Y como unos brutales monstruos de pesadilla en las tristes entrañas de una nave sin rumbo a la luz que proyecta la tormenta amarilla, sintiendo a cada embate que se parte la quilla, sintiendo que son presa del mar a cada tumbo,

se degüellan, febriles, roncos, dilacerantes, ardiendo las pupilas en brasas infernales, panteras contra hienas, osos contra elefantes, culebras retorciendo los anillos sonantes, búfalos embistiendo leopardos y chacales;

asimismo vosotros, dura raza asesina,

sobre la patria nave que azota el mar rugiendo,

habéis de devoraros en feroz degollina

de la que sólo quede, bajo densa neblina

y entre charcos de sangre, una Gomorra ardiendo.

Y millones, millones de bocas afamadas han de dilacerarte los miembros con furor,

y tu piedra a estallidos, tu carne a puñaladas, han de caer, del mismo látigo ensangrentadas, entre crujir de huesos y blasfemias de horror..

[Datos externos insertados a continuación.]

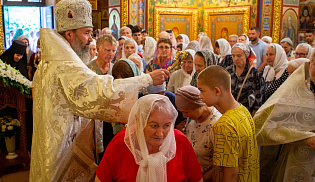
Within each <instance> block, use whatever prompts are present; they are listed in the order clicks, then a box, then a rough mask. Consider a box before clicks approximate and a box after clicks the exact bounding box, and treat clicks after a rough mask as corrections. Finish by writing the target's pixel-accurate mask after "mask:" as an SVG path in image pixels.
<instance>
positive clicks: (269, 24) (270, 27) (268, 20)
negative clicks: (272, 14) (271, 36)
mask: <svg viewBox="0 0 315 182" xmlns="http://www.w3.org/2000/svg"><path fill="white" fill-rule="evenodd" d="M272 9H273V8H272V1H271V0H265V1H263V8H262V16H261V27H260V30H261V31H260V32H261V37H263V36H270V31H271V20H272Z"/></svg>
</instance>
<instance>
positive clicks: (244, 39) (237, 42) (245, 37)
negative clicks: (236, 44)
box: [237, 34, 249, 44]
mask: <svg viewBox="0 0 315 182" xmlns="http://www.w3.org/2000/svg"><path fill="white" fill-rule="evenodd" d="M237 43H246V44H249V38H248V37H247V35H246V34H242V35H240V36H239V37H238V40H237Z"/></svg>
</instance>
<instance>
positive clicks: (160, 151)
mask: <svg viewBox="0 0 315 182" xmlns="http://www.w3.org/2000/svg"><path fill="white" fill-rule="evenodd" d="M151 112H160V113H161V114H163V115H166V116H170V117H171V118H172V124H171V127H170V131H169V133H168V135H167V136H166V138H165V139H164V141H163V143H162V145H161V146H160V150H159V152H157V153H154V154H149V152H148V148H147V144H146V140H145V136H144V131H143V130H144V128H145V127H146V125H147V121H148V119H149V116H150V114H151ZM176 117H177V111H176V109H175V108H174V106H173V104H172V103H171V102H170V100H169V99H168V97H166V96H163V95H159V94H149V95H146V96H143V97H141V98H140V99H139V100H138V101H137V102H136V103H135V105H134V106H133V107H132V109H131V112H130V115H129V119H128V127H127V129H126V134H125V144H126V145H127V147H128V148H129V150H130V151H131V153H132V154H133V156H134V158H135V162H136V163H137V164H138V165H139V169H138V173H137V178H136V181H137V182H143V181H150V182H166V181H167V174H166V164H167V162H168V161H170V160H171V159H173V158H174V157H175V153H176V141H175V136H174V124H175V120H176Z"/></svg>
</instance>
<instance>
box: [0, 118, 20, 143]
mask: <svg viewBox="0 0 315 182" xmlns="http://www.w3.org/2000/svg"><path fill="white" fill-rule="evenodd" d="M0 129H1V130H0V138H2V137H12V136H15V135H16V134H17V133H19V132H20V130H21V123H20V121H19V120H17V119H12V118H11V117H10V116H3V117H0Z"/></svg>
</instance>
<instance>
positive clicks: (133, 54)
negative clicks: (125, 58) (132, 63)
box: [128, 53, 144, 74]
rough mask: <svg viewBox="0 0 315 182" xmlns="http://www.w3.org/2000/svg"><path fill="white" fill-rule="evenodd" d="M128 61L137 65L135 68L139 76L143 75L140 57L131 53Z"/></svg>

Sobre tu sangre el Támesis desbordará su risa, del cuerpo de tu rey comerá un perro hambrón, tu suelo ha de temblar como una pitonisa y la raez sin ley, sin dios y sin camión ¡rasgará tus entrañas pútridas, Dios Millón!

Bancos, docks, almacenes, prisiones, monumentos, reventarán, ni resto ni rastro ha de quedar... Y al fragor que levanten tus últimos lamentos, responderán —¡ladrando!— las furias de los vientos, responderá —¡escupiendo!— la ironía del mar.